Doch es dauerte nicht lang, bis eine Diskussion darüber entbrannte, ob die französischen Ärzte gut genug ausgebildet seien für diese Art von Einsätzen.
Auch in Deutschland wird darüber gesprochen, inwiefern Ärzte, Krankenhäuser und Rettungsdienste für den Fall eines Terroranschlags gerüstet sind. Im September machte eine Umfrage der dpa deutlich, dass mehrere Bundesländer die Anforderungen an ihre Rettungsdienste verändern.
Demnach haben Bayern, Baden-Württemberg und Berlin die Ausrüstung von Rettungswagen ergänzt oder planen dies. Konkret sollen Instrumente zum Abbinden stark blutender Gliedmaßen vorgehalten werden.
Deutschland gut aufgestellt
Diplom-Psychologin Katrin Streich, Leiterin des Instituts Psychologie und Bedrohungsmanagement (IPBM) in Darmstadt, sagte im März im Interview mit der "Ärzte Zeitung", natürlich könne nur ein Ernstfall zeigen, ob die Abläufe der Krisenpläne hierzulande sitzen würden.

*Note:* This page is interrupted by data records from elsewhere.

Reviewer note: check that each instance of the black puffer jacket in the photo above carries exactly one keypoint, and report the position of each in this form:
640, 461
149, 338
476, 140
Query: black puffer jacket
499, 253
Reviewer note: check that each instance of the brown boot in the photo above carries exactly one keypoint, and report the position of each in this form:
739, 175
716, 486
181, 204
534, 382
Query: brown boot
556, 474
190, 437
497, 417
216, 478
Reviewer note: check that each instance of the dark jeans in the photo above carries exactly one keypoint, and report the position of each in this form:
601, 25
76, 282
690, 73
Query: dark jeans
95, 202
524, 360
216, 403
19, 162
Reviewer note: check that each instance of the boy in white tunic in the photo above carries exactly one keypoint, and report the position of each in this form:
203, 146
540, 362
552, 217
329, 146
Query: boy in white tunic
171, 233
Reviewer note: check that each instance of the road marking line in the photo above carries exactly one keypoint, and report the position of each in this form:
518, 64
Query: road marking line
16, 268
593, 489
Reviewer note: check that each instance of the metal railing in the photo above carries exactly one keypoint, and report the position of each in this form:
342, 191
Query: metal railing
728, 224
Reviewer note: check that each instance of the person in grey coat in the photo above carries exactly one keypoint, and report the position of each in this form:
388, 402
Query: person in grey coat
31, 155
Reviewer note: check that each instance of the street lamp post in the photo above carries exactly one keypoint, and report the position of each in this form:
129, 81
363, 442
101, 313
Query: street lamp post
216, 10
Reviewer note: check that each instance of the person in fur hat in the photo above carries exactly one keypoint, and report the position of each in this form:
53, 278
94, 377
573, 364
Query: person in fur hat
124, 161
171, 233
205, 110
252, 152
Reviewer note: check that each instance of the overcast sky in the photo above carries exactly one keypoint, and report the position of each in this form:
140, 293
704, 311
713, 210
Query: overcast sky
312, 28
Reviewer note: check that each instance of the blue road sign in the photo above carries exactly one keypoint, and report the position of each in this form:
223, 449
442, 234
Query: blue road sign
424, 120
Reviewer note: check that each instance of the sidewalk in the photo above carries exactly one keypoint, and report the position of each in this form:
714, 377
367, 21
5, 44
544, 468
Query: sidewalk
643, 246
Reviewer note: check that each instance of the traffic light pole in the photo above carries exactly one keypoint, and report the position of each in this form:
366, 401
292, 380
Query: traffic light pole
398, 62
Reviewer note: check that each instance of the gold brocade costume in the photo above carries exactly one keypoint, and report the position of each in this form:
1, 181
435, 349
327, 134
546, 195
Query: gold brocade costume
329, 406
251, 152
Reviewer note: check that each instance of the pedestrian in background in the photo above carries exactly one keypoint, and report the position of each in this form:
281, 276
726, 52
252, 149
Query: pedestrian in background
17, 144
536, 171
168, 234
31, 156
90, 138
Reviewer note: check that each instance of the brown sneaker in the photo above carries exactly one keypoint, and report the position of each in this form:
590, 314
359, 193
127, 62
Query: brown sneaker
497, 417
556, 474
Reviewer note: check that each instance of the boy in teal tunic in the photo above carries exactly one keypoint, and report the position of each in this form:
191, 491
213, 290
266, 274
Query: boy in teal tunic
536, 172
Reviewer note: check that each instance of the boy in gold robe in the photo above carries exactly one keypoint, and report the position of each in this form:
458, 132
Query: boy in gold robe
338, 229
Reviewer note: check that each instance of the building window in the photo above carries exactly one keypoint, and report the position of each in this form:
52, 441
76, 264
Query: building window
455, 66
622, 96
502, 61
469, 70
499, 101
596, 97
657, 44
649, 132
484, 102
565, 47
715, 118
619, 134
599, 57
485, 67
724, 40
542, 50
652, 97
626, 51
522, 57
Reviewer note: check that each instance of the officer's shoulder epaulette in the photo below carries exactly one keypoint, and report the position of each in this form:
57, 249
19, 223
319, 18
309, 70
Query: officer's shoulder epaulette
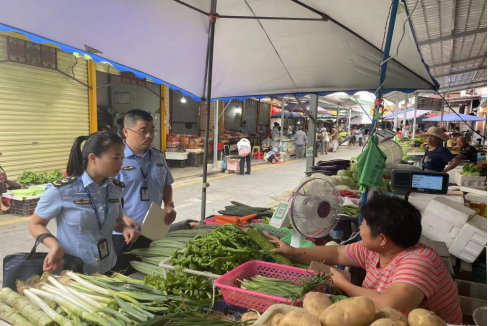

"Meiner Erfahrung nach ist Deutschland aber gut aufgestellt", so Streich. Szenarien würden regelmäßig unter realen Bedingungen geübt.
Das war passiert
Das Trauma des 13. November 2015 ist in Frankreich ein Jahr nach den Anschlägen längst nicht überwunden. Um 21.19 Uhr an jenem Abend hörten Zehntausende Fußballfans im Stade de France einen Knall.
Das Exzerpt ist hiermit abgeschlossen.